Pour continuer une réponse : les critiques de ratzinguériens à propos de la "petite phrase"
Abbé Claude Barthe - 2010-12-01 10:57:20
Pour continuer une réponse : les critiques de ratzinguériens à propos de la "petite phrase"
Pour continuer sur une réponse à une question sur "l'affaire Dreyfus" qui m'a été posée hier soir par Ennemond sur ce Forum, je signale l'article de Sandro Magister qui évoque des réactions dans le même sens que la mienne, mais bien plus conséquentes en raison de la qualité de ceux qui les émettent :
Sandro Magister
"Tir ami sur Benoît XVI. Par la faute d'un préservatif
"Les ouvertures du pape en matière d'utilisation du préservatif provoquent de vives réactions chez certains "ratzingeriens" fervents. Parmi eux, le jésuite Joseph Fessio, son éditeur aux États-Unis, et des membres influents de l'Académie Pontificale pour la Vie. Voici leurs critiques
par Sandro Magister
"ROME, le 1er décembre 2010 – Comme on pouvait le prévoir, ce que Benoît XVI a dit du préservatif dans son livre-entretien "Lumière du monde" a provoqué une discussion très vive au sein de l’Église catholique.

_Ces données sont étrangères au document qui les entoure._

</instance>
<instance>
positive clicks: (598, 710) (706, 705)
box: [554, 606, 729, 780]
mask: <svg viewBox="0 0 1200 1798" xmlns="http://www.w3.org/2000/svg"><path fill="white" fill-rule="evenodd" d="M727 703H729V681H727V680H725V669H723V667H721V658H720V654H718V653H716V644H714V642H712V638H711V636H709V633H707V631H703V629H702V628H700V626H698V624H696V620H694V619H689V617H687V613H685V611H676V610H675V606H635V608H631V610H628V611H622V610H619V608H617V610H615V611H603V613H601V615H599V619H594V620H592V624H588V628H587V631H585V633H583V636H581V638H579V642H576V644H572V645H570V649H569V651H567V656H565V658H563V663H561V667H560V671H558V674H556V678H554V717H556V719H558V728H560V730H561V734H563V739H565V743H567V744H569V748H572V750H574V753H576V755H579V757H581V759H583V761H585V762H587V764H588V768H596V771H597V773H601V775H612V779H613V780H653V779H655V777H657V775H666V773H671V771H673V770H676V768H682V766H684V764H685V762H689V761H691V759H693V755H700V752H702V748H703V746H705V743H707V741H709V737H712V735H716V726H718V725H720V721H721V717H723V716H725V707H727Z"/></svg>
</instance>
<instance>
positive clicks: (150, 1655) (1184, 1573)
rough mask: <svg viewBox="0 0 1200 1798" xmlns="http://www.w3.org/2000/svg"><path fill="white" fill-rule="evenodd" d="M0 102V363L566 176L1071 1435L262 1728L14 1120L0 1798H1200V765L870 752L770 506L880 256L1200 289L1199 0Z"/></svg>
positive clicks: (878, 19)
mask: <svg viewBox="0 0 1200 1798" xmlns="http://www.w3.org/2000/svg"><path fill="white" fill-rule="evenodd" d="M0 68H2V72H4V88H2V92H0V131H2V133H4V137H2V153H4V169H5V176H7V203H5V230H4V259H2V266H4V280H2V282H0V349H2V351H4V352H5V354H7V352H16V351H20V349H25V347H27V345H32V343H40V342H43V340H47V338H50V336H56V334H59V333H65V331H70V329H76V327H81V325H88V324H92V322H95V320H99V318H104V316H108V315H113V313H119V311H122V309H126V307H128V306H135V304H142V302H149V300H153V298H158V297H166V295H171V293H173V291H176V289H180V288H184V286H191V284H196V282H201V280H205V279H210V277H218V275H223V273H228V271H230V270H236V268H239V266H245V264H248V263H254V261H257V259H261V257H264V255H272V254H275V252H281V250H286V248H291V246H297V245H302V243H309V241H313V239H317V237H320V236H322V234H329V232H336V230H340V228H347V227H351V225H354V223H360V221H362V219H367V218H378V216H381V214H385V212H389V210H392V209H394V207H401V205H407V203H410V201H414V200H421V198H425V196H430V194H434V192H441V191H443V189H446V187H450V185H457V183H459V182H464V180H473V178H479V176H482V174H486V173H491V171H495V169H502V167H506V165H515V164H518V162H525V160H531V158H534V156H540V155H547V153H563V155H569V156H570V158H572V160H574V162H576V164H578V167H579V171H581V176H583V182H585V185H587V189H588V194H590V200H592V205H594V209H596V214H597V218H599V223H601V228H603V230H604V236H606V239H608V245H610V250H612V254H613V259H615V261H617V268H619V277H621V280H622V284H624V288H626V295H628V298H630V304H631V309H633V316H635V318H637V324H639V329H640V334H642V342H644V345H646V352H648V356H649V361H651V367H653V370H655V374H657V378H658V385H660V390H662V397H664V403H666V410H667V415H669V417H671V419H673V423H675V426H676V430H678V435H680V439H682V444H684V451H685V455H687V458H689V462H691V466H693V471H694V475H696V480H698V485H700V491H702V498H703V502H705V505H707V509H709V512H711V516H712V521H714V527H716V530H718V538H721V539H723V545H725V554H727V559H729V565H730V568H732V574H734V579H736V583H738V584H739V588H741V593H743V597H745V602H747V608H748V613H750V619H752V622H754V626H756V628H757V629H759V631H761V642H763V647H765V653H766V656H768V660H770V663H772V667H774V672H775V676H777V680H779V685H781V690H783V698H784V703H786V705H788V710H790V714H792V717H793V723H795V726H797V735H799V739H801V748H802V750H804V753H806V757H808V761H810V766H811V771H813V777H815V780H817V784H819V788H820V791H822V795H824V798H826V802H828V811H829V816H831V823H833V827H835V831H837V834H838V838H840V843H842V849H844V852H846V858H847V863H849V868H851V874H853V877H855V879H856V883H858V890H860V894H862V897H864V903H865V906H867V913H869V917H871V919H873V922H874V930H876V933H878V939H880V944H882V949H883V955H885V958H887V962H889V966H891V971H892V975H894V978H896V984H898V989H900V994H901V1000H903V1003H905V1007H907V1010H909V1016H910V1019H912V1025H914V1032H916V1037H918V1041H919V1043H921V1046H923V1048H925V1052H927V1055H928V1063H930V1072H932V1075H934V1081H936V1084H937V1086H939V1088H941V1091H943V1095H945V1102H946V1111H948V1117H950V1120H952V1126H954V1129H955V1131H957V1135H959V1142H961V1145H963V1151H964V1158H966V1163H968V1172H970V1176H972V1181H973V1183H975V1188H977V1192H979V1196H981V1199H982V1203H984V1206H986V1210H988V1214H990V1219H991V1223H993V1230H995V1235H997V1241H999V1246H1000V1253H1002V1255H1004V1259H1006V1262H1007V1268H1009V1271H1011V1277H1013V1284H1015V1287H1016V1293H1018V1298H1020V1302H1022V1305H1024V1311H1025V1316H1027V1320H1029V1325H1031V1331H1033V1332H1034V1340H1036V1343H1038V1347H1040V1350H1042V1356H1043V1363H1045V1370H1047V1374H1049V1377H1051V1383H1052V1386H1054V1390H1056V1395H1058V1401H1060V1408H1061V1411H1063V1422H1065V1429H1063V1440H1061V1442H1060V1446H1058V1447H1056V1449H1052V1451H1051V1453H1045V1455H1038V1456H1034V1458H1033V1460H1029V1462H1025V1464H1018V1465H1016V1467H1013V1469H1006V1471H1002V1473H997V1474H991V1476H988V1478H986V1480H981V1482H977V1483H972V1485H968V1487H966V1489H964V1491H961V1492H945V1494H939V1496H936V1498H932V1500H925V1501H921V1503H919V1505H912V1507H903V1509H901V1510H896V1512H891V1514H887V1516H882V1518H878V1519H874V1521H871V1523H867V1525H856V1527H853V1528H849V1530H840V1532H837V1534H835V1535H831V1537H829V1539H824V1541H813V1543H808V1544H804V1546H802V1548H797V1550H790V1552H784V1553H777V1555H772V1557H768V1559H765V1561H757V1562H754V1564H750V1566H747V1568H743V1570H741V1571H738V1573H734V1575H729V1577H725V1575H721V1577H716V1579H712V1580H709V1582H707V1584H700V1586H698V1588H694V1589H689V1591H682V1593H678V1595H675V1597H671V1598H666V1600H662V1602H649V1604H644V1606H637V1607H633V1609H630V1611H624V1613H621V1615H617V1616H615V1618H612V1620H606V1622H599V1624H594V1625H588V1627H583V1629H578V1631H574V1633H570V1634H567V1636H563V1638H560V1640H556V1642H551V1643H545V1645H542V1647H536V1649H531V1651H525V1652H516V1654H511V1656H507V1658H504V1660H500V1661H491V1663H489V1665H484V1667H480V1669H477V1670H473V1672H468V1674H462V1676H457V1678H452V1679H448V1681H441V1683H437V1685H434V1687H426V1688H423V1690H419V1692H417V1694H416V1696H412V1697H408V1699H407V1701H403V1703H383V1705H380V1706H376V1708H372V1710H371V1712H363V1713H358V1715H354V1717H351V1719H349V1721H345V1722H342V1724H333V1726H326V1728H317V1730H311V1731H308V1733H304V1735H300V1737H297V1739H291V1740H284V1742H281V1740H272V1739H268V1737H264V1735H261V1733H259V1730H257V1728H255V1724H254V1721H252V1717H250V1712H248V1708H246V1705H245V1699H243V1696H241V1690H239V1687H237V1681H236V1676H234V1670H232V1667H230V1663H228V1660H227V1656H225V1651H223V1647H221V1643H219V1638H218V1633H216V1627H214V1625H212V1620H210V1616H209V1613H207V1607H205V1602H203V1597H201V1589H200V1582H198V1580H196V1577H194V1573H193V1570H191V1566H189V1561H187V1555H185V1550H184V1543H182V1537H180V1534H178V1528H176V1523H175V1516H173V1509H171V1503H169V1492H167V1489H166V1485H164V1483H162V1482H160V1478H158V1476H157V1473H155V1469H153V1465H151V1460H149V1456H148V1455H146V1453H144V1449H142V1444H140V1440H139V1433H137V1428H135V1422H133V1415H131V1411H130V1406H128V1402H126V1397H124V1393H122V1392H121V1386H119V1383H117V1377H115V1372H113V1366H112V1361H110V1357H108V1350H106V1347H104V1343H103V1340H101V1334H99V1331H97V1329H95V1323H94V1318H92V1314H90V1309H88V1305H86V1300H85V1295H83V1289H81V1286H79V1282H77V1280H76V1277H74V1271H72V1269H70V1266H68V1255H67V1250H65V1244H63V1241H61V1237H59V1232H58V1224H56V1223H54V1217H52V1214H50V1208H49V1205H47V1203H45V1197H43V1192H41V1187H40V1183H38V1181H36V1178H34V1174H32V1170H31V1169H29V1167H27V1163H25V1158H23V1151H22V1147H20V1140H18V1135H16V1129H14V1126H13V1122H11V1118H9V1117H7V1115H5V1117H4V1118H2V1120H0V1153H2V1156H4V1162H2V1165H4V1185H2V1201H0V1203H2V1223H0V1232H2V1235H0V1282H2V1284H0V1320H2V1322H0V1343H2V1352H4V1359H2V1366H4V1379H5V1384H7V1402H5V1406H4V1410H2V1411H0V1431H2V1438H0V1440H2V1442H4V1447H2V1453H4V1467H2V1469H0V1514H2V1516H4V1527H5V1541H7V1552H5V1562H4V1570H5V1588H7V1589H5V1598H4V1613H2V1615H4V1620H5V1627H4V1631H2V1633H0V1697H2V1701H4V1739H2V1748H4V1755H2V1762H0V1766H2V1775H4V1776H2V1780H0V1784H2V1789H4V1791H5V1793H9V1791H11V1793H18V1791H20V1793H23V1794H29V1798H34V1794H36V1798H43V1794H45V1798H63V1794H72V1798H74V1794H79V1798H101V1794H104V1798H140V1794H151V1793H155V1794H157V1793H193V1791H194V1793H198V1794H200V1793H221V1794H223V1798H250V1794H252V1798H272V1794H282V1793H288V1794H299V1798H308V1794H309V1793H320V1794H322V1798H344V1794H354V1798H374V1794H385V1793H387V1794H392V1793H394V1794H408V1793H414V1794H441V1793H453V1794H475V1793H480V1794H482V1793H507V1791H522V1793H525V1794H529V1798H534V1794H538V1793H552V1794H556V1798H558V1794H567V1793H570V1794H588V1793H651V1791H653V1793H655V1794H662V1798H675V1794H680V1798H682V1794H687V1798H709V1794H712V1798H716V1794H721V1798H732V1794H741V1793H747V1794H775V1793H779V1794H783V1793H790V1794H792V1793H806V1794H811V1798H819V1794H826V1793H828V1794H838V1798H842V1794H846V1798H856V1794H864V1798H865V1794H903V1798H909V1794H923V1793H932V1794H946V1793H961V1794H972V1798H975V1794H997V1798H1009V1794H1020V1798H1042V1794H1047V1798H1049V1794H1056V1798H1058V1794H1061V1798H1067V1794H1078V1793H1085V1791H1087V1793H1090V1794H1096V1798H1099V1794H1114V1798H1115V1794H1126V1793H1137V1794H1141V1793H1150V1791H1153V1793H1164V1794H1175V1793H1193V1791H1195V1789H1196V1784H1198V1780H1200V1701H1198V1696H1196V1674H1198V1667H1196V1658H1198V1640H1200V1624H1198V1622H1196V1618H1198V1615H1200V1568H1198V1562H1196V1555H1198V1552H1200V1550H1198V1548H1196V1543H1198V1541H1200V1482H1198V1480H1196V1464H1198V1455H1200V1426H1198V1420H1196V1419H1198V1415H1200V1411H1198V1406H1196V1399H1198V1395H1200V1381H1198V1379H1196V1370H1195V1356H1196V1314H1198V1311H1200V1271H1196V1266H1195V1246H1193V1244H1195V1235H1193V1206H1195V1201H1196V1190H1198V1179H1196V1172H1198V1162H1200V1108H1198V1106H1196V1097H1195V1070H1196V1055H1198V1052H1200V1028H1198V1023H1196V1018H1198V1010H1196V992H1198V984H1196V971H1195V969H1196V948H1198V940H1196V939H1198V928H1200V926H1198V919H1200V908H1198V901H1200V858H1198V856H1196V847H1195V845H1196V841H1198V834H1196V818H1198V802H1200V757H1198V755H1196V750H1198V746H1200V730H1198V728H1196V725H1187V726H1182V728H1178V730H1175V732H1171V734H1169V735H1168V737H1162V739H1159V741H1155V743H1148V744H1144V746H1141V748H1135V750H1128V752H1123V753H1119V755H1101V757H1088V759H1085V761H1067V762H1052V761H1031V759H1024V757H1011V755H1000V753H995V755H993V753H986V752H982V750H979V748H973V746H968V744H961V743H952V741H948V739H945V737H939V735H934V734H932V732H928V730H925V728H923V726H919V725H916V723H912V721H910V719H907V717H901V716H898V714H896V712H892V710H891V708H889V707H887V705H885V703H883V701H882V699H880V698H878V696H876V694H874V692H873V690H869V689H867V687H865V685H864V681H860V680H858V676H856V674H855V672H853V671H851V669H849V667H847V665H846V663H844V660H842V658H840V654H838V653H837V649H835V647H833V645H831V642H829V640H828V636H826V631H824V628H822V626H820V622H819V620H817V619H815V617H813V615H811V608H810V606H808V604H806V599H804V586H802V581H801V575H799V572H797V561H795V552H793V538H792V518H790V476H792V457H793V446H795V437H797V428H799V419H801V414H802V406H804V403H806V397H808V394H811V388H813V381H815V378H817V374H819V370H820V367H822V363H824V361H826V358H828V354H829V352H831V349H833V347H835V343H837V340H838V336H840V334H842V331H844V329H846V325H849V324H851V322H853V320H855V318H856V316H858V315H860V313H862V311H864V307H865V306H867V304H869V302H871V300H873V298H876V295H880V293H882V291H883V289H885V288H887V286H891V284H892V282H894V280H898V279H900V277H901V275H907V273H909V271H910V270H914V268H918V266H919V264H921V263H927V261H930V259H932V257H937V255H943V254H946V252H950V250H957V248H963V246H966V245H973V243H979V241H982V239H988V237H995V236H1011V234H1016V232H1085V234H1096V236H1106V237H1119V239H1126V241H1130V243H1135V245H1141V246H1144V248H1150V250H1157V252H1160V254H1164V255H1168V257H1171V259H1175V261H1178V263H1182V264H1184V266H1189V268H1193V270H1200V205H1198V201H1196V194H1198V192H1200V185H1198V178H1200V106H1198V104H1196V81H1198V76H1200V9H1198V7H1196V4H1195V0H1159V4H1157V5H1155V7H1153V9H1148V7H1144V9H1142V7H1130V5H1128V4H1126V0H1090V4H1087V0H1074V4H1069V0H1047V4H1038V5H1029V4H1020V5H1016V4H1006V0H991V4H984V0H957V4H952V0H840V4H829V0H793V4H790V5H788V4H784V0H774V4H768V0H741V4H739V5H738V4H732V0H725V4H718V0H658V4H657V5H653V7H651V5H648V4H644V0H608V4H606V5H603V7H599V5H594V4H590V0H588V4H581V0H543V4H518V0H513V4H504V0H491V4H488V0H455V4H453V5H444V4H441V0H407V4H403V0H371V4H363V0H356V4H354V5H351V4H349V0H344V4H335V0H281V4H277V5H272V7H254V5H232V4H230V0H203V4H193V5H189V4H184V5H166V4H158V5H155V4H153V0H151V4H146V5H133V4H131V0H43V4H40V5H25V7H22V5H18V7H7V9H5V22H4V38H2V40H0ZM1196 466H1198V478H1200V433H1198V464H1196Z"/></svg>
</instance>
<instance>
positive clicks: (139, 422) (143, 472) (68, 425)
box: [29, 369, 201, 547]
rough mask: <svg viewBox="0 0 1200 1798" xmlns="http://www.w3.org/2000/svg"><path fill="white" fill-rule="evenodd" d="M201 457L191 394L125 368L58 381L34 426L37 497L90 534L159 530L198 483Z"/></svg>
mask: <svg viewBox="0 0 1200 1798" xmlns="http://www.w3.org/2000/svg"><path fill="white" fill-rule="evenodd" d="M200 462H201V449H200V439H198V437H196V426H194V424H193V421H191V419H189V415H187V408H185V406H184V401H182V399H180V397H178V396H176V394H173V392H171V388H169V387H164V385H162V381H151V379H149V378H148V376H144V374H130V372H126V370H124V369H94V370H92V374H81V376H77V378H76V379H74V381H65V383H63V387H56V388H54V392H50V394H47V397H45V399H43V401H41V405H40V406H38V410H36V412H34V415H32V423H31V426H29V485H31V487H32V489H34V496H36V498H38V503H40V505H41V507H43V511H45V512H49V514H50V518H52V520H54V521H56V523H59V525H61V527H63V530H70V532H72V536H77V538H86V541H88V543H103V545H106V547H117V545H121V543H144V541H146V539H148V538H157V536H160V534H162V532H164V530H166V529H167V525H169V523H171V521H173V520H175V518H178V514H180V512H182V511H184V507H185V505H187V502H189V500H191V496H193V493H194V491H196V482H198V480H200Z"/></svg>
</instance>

Dans deux précédents articles, www.chiesa a présenté les propos du pape d’une manière qui a suscité les réactions immédiates de personnalités catholiques importantes dans le domaine de la morale sexuelle.
Les critiques ne se sont pas concentrées uniquement sur www.chiesa et sur le professeur Martin Rhonheimer, le théologien de l’Université Pontificale de la Sainte Croix dont un essai avait été reproduit par www.chiesa.
Ni même sur "L'Osservatore Romano" ou sur le père Federico Lombardi, accusés d’avoir favorisé un malentendu sur la pensée du pape.
Au-delà de tout, la véritable cible des critiques est Benoît XVI en personne.
"Le Saint Père devrait arrêter de parler de sexe aberrant et parler davantage de Jésus", nous a écrit péremptoirement Christine Vollmer, présidente d’Alliance for Family, organisation basée à Miami aux États-Unis, et membre de l’Académie Pontificale pour la Vie.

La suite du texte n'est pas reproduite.